Comme pour apporter la réplique à ceux qui fustigent l’implication des religieux dans les choses politiques, ‘Junior’ a soutenu que la religion a toujours eu un droit de regard sur le pouvoir temporel et cela date, selon lui, de l’époque coloniale. ‘Un séminaire organisé à Gorée avait regroupé des autorités coloniales et des chefs religieux du Sénégal et de la sous-région. Ces derniers devaient expliquer au pouvoir colonial la démarche à entreprendre pour pouvoir diriger dans la paix nos Etats. A la fin de la rencontre de sept jours, la méthode retenue était : politique douce sans faiblesse, effort sans violence’, a confié Al Ibn. Selon qui, ‘le bâton ne gouverne pas le Sénégal mais l’intelligence’.
Abdou Aziz Sy Al Ibn est-il en train de suivre les pas de son défunt oncle paternel et non moins homonyme ? Tout porte à le croire car nombre de Sénégalais sont d’avis que si notre pays a réussi à dépasser certaines crises politiques du temps du vivant de Abdoul Aziz Sy Dabakh, c’est que le défunt Khalife général des Tidianes savait bien s’acquitter de son rôle de régulateur social en dénonçant, quand il le fallait, la dépravation des mœurs et en appelant la classe politique et les forces sociales à la raison quand cela s’avérait nécessaire. Les sorties de Dabakh sur les ondes des radios étaient aussi attendues que captivantes.

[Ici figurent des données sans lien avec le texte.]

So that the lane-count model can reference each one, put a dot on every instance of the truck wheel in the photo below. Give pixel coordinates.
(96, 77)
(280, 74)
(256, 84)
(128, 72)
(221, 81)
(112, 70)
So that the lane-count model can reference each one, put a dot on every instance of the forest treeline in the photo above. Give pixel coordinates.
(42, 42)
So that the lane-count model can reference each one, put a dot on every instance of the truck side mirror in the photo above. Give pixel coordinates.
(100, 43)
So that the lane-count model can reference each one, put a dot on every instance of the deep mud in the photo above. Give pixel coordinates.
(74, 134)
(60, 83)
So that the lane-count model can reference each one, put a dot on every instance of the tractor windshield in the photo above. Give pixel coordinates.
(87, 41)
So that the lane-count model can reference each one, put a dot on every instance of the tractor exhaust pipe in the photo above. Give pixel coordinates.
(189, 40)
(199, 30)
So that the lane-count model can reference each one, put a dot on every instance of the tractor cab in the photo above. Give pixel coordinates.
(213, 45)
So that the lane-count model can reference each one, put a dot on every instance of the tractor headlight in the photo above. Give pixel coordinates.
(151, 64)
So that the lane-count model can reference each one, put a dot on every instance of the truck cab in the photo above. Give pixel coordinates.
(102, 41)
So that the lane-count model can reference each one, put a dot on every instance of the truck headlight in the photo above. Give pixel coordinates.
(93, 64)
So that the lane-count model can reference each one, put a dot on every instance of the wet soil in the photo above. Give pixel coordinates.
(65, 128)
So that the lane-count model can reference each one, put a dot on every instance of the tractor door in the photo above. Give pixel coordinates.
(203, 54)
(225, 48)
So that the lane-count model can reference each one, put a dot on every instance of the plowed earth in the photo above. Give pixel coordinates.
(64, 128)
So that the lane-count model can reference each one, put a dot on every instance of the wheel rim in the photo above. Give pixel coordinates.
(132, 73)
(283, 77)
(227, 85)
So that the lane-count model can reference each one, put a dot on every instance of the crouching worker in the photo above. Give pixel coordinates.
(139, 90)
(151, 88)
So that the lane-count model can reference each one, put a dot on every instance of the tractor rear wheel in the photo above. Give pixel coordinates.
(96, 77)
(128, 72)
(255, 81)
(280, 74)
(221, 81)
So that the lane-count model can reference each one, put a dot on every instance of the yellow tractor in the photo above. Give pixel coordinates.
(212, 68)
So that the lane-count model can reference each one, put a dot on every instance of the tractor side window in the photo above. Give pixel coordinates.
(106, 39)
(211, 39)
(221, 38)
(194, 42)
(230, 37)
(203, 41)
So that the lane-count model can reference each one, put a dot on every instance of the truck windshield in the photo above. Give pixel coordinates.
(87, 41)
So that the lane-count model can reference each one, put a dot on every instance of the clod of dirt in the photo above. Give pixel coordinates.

Mais entre les deux ‘Abdoul’, il y a eu la page Thierno Mountaga Tall qui a, également, eu à œuvrer pour la stabilité sociale de notre pays. C’est ainsi qu’il aida à la libération de Abdourahim Agne et de Jean Paul Dias, alors emprisonnés respectivement pour appel à la révolte populaire et pour diffusion de fausses nouvelles, menace de mort et outrage à magistrat.